Há umas semanas escrevi aqui que o Casteleiro sempre foi terra de migração e que Lisboa foi dos primeiros destinos para muita gente, muito antes da França. Muitos ainda hoje se mantêm com as suas proles na grande cidade. Hoje pergunto: sabem qual o processo de deslocação para muita gente que passou a trabalhar e a viver em Lisboa? Que caminho se seguia? Adivinham que ali havia cordelinhos bem mexidos?

Até 1960, exactamente 1960, muitos casteleirenses conseguiram um emprego em Lisboa. Coisa nada simples, nada fácil. Coisa nada frequente no País. Para se chegar a Lisboa e procurar emprego era um ror de tempo sem dinheiro nem casa. Isso não era possível. O ideal era, pois, ir para a capital já com as coisas arranjadinhas.
Eram tempos difíceis, como tenho mostrado.
Tempos em que as famílias estavam muito depauperadas.
Não havia dinheiro. Havia produtos da agricultura para a sobrevivência, mas não moeda. As famílias do Casteleiro, como as de todo o interior de todo o País, viviam a angústia de saber que, naquela linha de vida, o destino dos filhos era repetir o seu próprio destino de peito sempre apertado. Era preciso dar o salto. Isso, as famílias sabiam: era preciso interromper aquele círculo vicioso.

Destino: Câmara de Lisboa
Nos anos 50, sublinho a década outra vez, no Casteleiro, algumas famílias e seus filhos respiraram fundo até 1960.
Algumas conseguiram o milagre de garantir em Lisboa um emprego para os seus filhos (mais os rapazes, mas também algumas raparigas).

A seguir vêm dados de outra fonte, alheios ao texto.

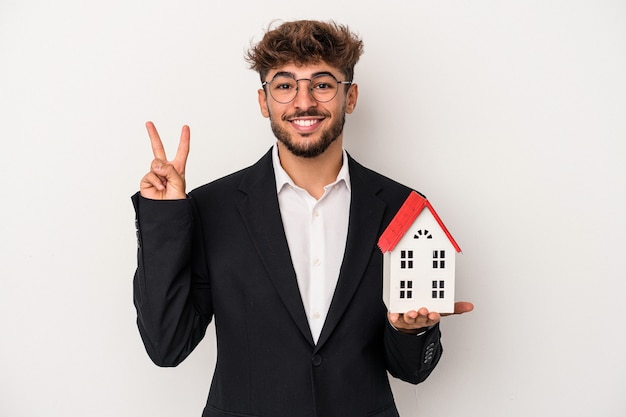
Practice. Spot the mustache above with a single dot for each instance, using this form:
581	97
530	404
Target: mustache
305	113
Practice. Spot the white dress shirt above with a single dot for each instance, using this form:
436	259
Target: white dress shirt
316	233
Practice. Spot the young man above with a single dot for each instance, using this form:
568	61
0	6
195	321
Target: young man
283	253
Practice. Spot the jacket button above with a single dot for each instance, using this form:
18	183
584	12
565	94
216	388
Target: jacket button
317	360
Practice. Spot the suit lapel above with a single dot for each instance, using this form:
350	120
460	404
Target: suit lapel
261	214
366	214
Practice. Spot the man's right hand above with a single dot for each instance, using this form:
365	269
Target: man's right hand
166	179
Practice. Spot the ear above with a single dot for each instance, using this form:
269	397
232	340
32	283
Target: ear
265	111
351	98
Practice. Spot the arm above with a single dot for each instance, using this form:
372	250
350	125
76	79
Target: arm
167	291
413	342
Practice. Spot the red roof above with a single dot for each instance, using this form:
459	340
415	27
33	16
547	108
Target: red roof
404	218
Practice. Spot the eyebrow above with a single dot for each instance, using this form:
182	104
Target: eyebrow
292	75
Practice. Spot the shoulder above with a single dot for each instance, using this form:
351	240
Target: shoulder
238	181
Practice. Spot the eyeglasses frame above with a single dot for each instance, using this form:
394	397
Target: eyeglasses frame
310	80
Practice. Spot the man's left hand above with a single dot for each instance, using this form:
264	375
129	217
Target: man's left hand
413	322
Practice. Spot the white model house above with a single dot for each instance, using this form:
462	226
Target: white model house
418	259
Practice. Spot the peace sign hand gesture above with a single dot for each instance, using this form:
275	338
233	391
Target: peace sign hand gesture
166	179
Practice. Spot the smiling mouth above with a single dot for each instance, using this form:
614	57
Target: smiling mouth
306	122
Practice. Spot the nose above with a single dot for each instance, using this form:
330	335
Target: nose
304	99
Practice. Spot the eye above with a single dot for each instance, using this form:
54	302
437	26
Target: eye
283	86
324	83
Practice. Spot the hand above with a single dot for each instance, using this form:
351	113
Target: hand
166	179
411	321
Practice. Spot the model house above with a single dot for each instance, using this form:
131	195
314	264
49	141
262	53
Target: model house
418	259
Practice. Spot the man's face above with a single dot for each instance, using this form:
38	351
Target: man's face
305	126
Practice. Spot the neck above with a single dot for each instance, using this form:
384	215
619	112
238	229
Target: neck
313	174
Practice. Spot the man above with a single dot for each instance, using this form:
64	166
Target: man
283	253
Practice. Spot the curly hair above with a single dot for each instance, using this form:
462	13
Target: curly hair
306	42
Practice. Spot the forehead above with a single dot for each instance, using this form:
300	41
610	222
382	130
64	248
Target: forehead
304	71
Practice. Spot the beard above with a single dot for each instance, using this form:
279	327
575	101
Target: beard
310	149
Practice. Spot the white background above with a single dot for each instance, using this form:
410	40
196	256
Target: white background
509	116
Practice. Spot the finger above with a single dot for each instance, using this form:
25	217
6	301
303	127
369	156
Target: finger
183	150
461	307
152	180
155	141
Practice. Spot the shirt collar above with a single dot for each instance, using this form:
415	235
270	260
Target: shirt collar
282	178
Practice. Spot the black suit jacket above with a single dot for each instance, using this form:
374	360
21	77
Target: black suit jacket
223	253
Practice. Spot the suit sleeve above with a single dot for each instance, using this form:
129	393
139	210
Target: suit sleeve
170	288
412	358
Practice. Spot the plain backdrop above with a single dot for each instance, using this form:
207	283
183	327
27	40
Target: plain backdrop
510	116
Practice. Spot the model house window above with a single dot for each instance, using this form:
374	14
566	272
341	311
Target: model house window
406	289
406	259
439	259
422	234
438	289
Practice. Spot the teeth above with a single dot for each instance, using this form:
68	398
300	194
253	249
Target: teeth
305	123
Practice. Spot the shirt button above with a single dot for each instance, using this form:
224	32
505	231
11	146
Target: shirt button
317	360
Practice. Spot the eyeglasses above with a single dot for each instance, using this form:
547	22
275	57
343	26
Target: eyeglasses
323	87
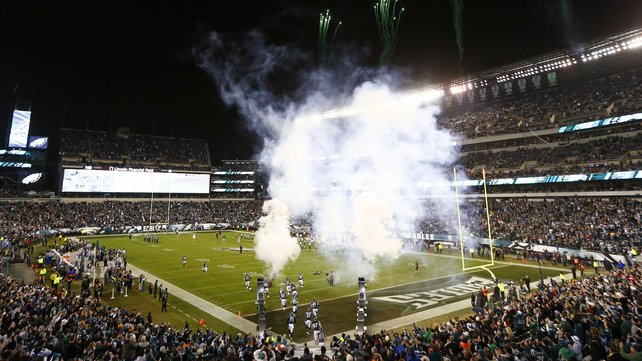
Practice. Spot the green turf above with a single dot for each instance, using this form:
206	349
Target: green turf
224	285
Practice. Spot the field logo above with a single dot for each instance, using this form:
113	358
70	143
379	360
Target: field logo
430	298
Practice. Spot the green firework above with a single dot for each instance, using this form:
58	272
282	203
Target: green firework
387	18
458	9
324	24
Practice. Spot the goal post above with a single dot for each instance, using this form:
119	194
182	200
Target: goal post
461	233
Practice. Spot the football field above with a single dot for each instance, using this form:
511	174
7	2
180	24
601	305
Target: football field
395	290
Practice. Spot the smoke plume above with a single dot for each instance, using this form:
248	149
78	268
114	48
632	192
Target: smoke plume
361	174
274	229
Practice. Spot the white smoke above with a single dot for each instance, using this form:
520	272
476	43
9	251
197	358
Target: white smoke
361	175
274	246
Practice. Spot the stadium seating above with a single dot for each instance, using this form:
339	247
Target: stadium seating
594	316
569	103
84	147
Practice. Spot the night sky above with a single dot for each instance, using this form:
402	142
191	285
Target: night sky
131	64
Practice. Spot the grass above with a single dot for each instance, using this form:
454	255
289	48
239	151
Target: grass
178	311
224	285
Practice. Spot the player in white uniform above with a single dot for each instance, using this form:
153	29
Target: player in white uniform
288	286
283	299
315	307
295	304
247	278
291	321
308	320
316	328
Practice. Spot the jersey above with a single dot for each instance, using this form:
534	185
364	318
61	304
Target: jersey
291	319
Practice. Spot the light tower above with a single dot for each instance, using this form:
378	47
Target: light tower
361	306
260	305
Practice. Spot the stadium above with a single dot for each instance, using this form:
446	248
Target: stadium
493	212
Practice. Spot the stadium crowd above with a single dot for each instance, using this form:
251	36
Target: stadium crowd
25	218
534	111
595	151
572	319
133	148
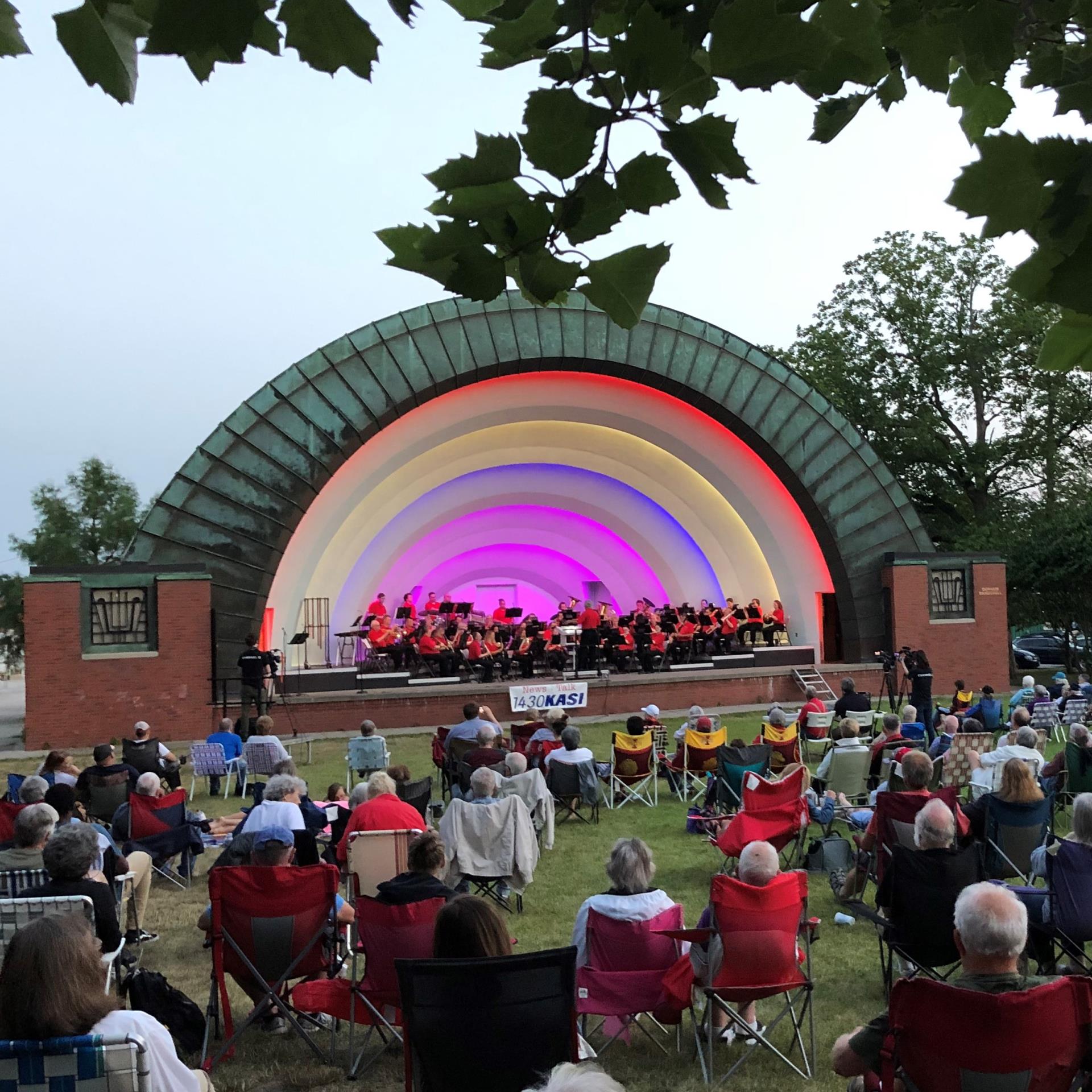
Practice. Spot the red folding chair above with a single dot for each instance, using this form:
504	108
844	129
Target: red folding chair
783	826
382	934
624	977
760	929
270	925
945	1039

Os leitores do Vale da Senhora da Póvoa estão a ficar surpreendidos com este artigo, porque já viram a foto, que conhecem muito bem (busto de homenagem no Vale), e mais admirados vão ficar com o resto do texto, porque lhes vou dizer que o caminho de muitos jovens do Casteleiro para Lisboa passava pelo Vale de Lobo. E não me refiro só à estrada, até porque a maioria desses jovens não iam de carro (se fossem passariam pelo Vale): iam de comboio, ou seja: o caminho que seguiam era Casteleiro / Caria ou Estação de Belmonte / comboio / Lisboa.

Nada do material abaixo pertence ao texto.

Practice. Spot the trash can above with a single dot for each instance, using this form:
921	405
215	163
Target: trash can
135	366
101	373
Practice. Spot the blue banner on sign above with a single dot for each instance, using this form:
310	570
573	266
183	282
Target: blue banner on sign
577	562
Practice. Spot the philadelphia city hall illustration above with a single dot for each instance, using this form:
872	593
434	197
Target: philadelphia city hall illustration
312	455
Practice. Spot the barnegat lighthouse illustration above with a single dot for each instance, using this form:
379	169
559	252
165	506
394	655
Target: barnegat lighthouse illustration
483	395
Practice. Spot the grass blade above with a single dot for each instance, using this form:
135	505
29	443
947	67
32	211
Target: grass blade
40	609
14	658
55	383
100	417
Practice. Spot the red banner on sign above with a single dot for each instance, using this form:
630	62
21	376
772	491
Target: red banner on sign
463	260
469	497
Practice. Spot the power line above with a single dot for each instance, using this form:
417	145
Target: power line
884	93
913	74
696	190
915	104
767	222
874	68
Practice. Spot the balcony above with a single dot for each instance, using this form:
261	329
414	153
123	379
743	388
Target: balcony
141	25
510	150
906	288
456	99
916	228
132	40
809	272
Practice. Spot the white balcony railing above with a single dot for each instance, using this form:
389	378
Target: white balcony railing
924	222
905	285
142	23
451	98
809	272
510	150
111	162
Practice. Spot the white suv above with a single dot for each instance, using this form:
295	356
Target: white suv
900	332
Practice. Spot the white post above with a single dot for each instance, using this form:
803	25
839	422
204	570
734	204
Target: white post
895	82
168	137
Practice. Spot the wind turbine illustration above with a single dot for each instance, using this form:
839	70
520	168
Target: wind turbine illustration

Aquele era um tempo em que sem amigos poderosos as pessoas se encontravam condenadas a repetir vidas passadas, sem passar da cepa torta.
Ora foram muitas as centenas de beirões e não só os que migraram e, mais tarde, emigraram (para fora de fronteiras). O facto de hoje as nossas terras estarem a ficar desertas tem a ver com este factor. Lamentavelmente. Com realismo, temos de encarar o seguinte: se todos tivessem ficado na Beira, hoje as aldeias estavam cheias de gente. Não sei é se a qualidade de vida das famílias seria o que é (os que saíram, em geral, puderam assegurar aos familiares que ficaram melhores condições).

Pedir o favor
Para ir para Lisboa era preciso um favor. Pedir o favor de. E ficar eternamente grato e com razão, muitas vezes subserviente para a vida toda, de uma forma até um tanto feudal… Coisas de um tempo que vai e que vem…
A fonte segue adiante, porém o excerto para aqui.